Search code examples
scalaapache-sparkapache-spark-sqlrdduser-defined-functions

access scala map from dataframe without using UDFs


I have a Spark (version 1.6) Dataframe, and I would like to add a column with a value contained in a Scala Map, this is my simplified code:

val map = Map("VAL1" -> 1, "VAL2" -> 2)
val df2 = df.withColumn("newVal", map(col("key")))

This code doesn't work and obviously I receive the following error, because the map expecting a String value, while receiving a column:

found   : org.apache.spark.sql.Column
required: String

The only way I could do that is using an UDF:

val map = Map("VAL1" -> 1, "VAL2" -> 2)
val myUdf = udf{ value:String => map(value)}
val df2 = df.withColumn("newVal", myUdf($"key"))

I want avoid the use of UDFs if possible.

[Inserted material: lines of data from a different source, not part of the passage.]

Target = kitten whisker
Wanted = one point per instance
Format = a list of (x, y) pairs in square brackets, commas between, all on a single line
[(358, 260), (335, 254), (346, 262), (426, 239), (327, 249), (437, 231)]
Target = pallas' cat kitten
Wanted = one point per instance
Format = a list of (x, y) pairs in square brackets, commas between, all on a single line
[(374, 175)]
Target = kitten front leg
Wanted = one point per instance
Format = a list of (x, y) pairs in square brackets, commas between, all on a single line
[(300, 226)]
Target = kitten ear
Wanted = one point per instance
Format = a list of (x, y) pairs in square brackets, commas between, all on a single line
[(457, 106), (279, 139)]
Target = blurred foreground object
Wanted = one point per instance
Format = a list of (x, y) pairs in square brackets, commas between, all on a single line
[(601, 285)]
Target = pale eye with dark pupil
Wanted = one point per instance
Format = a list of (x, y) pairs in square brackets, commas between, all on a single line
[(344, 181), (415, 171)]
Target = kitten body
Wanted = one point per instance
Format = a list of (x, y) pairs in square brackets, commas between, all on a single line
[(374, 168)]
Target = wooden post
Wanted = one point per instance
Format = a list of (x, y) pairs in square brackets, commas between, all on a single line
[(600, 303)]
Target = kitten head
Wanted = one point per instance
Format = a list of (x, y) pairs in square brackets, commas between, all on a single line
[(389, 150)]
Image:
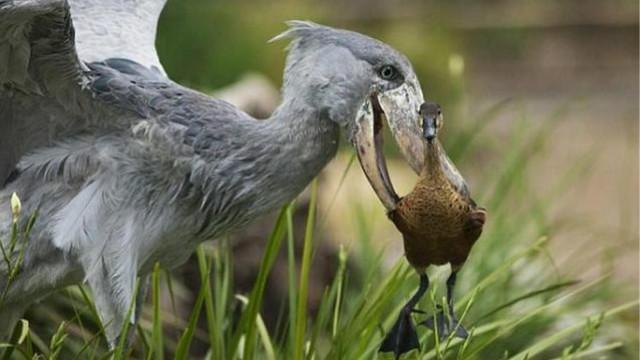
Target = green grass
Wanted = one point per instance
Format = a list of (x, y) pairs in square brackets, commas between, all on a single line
[(512, 295)]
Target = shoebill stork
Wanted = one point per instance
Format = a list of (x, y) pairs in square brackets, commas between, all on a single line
[(126, 168)]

Are there any other solutions available using just the DataFrame API (I would like also to avoid transforming it to RDD)?


Solution

  • You could convert the Map to a Dataframe and use a JOIN between this and your existing dataframe. Since the Map dataframe would be very small, it should be a Broadcast Join and avoid the need for a shuffle phase.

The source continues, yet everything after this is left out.